The Reports Explore What Can Happen When People, Organizations, and Networks Operate as Stewards of Well-Being
What does it take to become a steward? What shifts in practices—including mindsets and actions—are needed, and what change can result from shifting those practices?
ReThink Health has joined with changemakers across the country who have a unifying aspiration to achieve equitable well-being. Underlying this goal is the belief that meaningful progress can be achieved only by transforming the systems that hold the country’s problems in place. This progress is driven by stewards, defined as people, organizations, and networks who work with others to create conditions that everyone needs to thrive, beginning with those who are struggling and suffering.
In 2019, with funding from the Robert Wood Johnson Foundation, The Rippel Foundation’s ReThink Health initiative launched three distinct but related multi-year projects to examine the state of shared stewardship nationwide and to help hospital systems and regional networks explore how adopting stewardship practices could strengthen population health and well-being. Three new reports share insights from the projects.
- Hospital Systems in Transition (HST)
- Portfolio Design for Healthier Regions (PDHR)
- Amplifying Stewardship Together (AST)
Hospital Systems in Transition (HST) explored stewardship at an organizational scale—specifically, within health systems focused on addressing population health, in Philadelphia, Detroit, and Virginia’s Roanoke Valley. The report will be of interest to anyone who wants to understand how hospital systems and leaders can rethink and transform their roles to advance equitable community well-being.
Portfolio Design for Healthier Regions (PDHR) explored how stewards within and across organizations in a community can shift investments to the vital conditions that produce sustainable health and well-being, including basic needs for health and safety, humane housing, meaningful work and wealth, a thriving natural world, and more. The report provides details about how the leaders of regional networks in Florida and Michigan joined with ReThink Health to align investment priorities around the pursuit of equitable system change and to create resident-led practices that would build on existing community strengths.

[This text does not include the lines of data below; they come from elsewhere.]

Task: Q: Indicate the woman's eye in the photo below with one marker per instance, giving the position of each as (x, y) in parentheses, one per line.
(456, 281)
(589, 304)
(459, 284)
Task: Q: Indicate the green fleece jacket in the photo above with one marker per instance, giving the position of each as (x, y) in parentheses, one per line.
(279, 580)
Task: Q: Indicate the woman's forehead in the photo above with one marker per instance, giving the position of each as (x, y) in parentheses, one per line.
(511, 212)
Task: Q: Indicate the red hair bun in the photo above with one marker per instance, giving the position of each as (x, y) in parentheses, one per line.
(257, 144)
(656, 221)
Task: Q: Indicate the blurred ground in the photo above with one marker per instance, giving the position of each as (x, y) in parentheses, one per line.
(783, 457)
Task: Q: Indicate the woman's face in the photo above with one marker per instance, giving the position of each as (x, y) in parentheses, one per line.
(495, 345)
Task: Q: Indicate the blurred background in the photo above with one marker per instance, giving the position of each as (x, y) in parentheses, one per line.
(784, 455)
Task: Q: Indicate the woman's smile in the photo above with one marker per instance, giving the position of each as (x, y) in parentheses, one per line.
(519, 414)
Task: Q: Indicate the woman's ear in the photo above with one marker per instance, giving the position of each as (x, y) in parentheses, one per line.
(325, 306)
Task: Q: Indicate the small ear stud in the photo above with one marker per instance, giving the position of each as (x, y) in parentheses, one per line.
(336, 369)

Amplifying Stewardship Together (AST) concentrated on understanding the state of stewardship nationally and identifying how to strengthen it as a norm that can bolster the growing movement to thrive together. The project revealed that while there are increasingly widespread signs of promising progress, significant gaps exist in vital conditions across communities today, and stewardship is not yet practiced at the scale and strength needed to bridge those gaps. The report identifies implications for strengthening the Thriving Together movement so that stewards everywhere can gain momentum.
The timing of the projects offered a unique opportunity to witness how stewards act in the context of multiple systemic crises, including the COVID-19 pandemic, a burgeoning movement to reckon with racial injustice, and an economic recession. The ReThink Health team worked closely with a network of diverse stewards who were navigating the need to change systems in the midst of real-time, unprecedented upheaval.

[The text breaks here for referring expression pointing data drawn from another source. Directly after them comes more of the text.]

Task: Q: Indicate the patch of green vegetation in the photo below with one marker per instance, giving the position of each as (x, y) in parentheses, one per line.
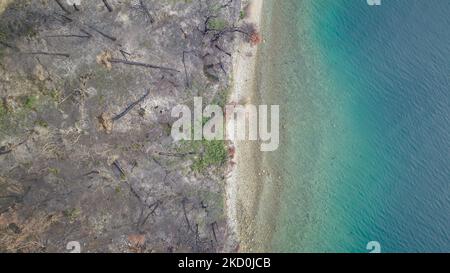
(3, 111)
(55, 95)
(214, 154)
(53, 171)
(242, 15)
(217, 24)
(30, 102)
(41, 123)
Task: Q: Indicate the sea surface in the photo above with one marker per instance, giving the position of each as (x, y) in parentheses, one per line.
(364, 93)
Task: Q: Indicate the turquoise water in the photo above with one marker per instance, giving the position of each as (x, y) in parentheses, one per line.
(365, 97)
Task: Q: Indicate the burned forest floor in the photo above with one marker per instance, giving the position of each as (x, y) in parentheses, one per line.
(86, 154)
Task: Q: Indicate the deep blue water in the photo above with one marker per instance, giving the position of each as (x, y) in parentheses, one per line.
(387, 165)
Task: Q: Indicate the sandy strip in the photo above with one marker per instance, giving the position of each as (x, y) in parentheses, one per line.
(240, 193)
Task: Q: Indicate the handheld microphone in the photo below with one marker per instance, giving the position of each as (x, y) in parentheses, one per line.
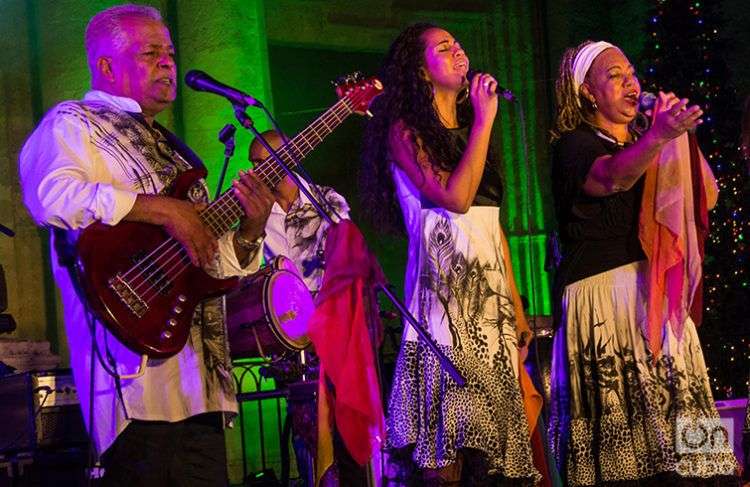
(504, 92)
(200, 81)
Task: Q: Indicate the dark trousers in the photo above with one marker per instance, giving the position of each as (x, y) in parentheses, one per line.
(156, 453)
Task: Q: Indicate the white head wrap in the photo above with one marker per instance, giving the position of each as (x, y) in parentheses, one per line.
(583, 61)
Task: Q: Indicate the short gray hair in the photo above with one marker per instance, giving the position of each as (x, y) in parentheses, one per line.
(107, 24)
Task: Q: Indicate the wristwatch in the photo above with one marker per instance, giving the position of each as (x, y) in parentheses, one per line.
(249, 245)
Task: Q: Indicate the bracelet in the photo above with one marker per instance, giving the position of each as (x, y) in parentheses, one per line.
(249, 245)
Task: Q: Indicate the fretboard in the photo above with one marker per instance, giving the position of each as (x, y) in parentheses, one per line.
(223, 214)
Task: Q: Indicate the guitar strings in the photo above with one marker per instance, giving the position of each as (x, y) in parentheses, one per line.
(221, 204)
(231, 204)
(226, 202)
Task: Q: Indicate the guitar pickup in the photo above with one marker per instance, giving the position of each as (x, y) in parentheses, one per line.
(128, 296)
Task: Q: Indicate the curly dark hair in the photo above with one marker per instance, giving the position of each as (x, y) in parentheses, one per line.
(407, 98)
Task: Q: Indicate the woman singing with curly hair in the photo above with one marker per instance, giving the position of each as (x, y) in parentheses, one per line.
(627, 398)
(427, 150)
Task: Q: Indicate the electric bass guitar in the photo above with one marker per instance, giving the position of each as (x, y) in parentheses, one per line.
(140, 282)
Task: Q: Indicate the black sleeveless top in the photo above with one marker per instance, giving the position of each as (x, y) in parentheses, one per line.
(597, 233)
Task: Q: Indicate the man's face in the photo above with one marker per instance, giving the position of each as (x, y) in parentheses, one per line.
(144, 69)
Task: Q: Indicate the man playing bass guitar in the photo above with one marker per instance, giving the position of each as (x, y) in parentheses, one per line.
(104, 160)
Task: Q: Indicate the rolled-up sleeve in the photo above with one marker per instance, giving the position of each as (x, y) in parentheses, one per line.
(63, 176)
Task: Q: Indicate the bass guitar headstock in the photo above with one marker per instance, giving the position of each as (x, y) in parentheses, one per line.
(359, 91)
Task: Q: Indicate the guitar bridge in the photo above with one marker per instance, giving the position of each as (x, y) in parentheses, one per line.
(128, 296)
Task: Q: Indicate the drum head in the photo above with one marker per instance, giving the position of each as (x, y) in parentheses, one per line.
(290, 307)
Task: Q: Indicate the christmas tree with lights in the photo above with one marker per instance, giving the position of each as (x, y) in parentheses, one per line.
(684, 55)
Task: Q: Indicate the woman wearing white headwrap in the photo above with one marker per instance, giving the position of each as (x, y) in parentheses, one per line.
(618, 411)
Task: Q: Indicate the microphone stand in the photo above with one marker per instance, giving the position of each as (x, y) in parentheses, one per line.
(226, 137)
(424, 335)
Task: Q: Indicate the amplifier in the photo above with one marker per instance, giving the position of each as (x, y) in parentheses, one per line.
(40, 410)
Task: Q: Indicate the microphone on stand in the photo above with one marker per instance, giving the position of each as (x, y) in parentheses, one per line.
(200, 81)
(504, 92)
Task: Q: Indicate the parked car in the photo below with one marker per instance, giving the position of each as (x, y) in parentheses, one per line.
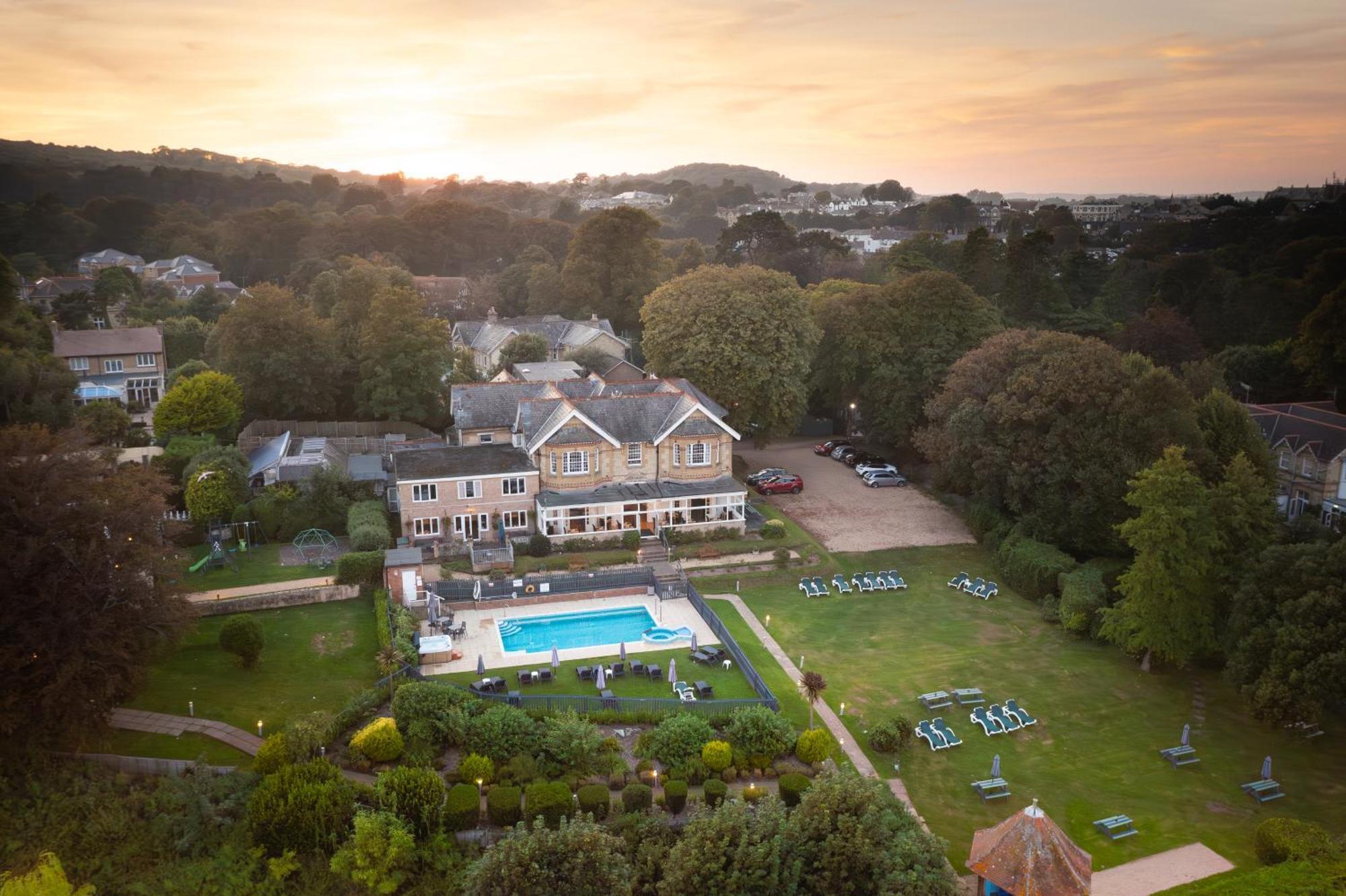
(863, 470)
(787, 484)
(769, 473)
(882, 480)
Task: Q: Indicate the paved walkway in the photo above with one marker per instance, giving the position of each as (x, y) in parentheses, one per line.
(248, 591)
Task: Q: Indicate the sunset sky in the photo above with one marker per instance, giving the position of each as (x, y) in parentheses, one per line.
(1049, 96)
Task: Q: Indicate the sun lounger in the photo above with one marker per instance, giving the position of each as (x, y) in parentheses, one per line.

Each report begins with an executive summary that briefly explores the structure and results of each project. The pages that follow provide rich details about how the work was conducted and evaluated, what individuals and organizations took from the experience, and how the findings can be built upon.
ReThink Health would like to thank our partners, their respective communities, and the many participants who made this work possible, including our core participants: in Florida, Palm Health Foundation, BeWell PBC, Children’s Services Council, Palm Beach County Youth Services, and Palm Beach County Community Services; in the 5 Healthy Towns region in Michigan (Chelsea, Dexter, Grass Lake, Manchester, and Stockbridge), 5 Healthy Towns Foundation, 5 Healthy Towns Wellness Coalition, St. Joseph Mercy Chelsea (Trinity Health), Department of Family Medicine at the University of Michigan health care system, Washtenaw County Community Mental Health; the 32 organizations that participated in the Stewardship Investor Lab; Carilion Clinic in Roanoke, Virginia; Jefferson Collaborative for Health Equity (J-CHE) in Philadelphia, Pennsylvania; and Trinity Health in Detroit, Michigan. We are also especially grateful for the thought partnership of Katherine Carmine, Anita Chandra, Glenda Eoyang, Emmy Ganos, Hilary Heishman, Christopher Nelson, Tyler Norris, Monte Roulier, and Somava Saha throughout the multi-year endeavor.